431.644-mal. So oft ist in Deutschland im letzten Jahr der Blitz eingeschlagen. Und das ist noch wenig im Vergleich mit den Vorjahren. Es ist der niedrigste Wert seit 1999, als noch 550.000 Einschläge verzeichnet wurden.   

In Deutschland sind es private Anbieter, die registrieren, orten und katalogisieren, wo der Blitz einschlägt. Wetterdienste, Stromversorger, aber auch Veranstalter von Konzerten oder Festivals nutzen diese Daten – und den daraus entstehenden Blitzatlas –, um vor Einschlägen zu warnen und Blitzschäden zu orten. Der Deutsche Wetterdienst zum Beispiel bezieht seine Daten von der Firma Nowcast in München.

Ein weiterer Anbieter ist der Blitzinformationsdienst BLIDS der Firma Siemens in Karlsruhe, der in Europa rund 160 Messstationen betreibt. Jetzt gab BLIDS die Zahlen für 2016 bekannt. Mit modernen Geräten können Blitzeinschläge heute bis auf rund 200 Meter genau geortet werden.

Warum Wesel?

Demnach schlugen im vergangenen Jahr die meisten Blitze im Landkreis Wesel in Nordrhein-Westfalen ein – eine Region, in der es normalerweise wenig blitzt. Im Jahr 2016 registrierte BLIDS dort 4,1 Blitzeinschläge pro Quadratkilometer. Auf Platz zwei kam Aschaffenburg in Bayern, auf dem dritten Platz landete – unweit von Wesel – Borken (Nordrhein-Westfalen). Am seltensten traf es Flensburg, Fürth und Frankfurt/Oder.

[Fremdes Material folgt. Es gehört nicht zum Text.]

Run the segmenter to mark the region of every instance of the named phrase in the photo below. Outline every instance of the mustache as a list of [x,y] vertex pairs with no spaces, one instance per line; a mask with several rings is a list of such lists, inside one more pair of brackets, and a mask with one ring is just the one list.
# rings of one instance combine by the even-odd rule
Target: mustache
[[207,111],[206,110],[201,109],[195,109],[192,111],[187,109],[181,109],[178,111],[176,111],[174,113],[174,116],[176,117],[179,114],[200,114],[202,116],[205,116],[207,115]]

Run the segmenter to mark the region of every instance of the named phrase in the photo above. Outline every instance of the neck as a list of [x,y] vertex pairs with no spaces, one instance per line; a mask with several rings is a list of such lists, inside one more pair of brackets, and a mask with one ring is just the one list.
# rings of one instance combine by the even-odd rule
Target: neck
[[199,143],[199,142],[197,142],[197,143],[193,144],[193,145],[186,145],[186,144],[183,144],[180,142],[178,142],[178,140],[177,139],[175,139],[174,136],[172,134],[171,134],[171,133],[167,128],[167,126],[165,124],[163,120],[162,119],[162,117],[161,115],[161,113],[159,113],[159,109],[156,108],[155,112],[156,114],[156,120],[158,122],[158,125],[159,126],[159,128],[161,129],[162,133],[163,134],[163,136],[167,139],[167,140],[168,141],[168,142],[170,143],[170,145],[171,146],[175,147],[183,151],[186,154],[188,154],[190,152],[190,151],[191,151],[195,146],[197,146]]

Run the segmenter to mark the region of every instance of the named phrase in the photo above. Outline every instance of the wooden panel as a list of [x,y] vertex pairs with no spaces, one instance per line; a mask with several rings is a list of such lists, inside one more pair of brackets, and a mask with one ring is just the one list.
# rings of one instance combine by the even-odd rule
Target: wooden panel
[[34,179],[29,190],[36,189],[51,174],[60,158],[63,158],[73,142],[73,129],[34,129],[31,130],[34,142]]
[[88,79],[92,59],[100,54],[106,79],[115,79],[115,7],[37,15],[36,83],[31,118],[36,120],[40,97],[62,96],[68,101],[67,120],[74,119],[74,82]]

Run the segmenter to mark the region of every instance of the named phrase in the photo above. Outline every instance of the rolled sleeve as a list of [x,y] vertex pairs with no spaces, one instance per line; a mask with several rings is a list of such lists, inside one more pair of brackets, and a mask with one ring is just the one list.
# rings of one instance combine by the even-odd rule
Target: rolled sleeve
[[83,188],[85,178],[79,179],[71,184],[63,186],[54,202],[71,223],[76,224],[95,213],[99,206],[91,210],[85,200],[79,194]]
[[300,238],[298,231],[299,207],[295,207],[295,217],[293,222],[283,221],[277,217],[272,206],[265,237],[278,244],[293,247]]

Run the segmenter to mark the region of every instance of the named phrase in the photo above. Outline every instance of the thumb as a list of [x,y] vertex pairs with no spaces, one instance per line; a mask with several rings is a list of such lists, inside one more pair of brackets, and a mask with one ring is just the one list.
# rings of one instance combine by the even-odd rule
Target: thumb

Diese Verteilung ist eher zufällig – ein bestimmter meteorologischer Trend lässt sich für die Regionen daraus zunächst nicht ableiten. Wesel sei ein Überraschungssieger. Dass der Landkreis in diesem Jahr der blitzreichste ist, "lag an wenigen, dafür aber sehr heftigen Gewittern im Mai und Juni", sagte Stephan Thern, Leiter des BLIDS. Die besonders niedrige Gesamtzahl an Blitzen erklärt Thern damit, dass es im August 2016 ungewöhnlich wenige Gewitter gab – dem Monat, in dem es sonst am häufigsten blitzt und donnert.

Unter den Bundesländern belegte Hamburg den ersten Platz in der Statistik – mit 1,7 Blitzeinschlägen pro Quadratkilometer. Grund waren auch hier wenige, dafür umso intensivere Gewitter. Im Langzeitvergleich von 1999 bis 2016 liegen weiterhin die bayerischen Landkreise Garmisch-Partenkirchen mit 4,2 und das Berchtesgadener Land mit 3,8 Blitzeinschlägen pro Quadratkilometer vorn. Tendenziell gibt es in den südlichen Bundesländern wie Bayern und Baden-Württemberg besonders viele Blitzeinschläge.

Blitzschaden vorgaukeln? Klappt nicht

Solche Daten sind vor allem für Energieversorger und Versicherungen wichtig: Sie wollen schnell feststellen, ob ein Schaden an einer Leitung von einem Blitz stammt. Versicherer prüfen anhand der Informationen, ob es zu von Versicherten gemeldeten Blitzschäden auch tatsächlich einen Blitz gab.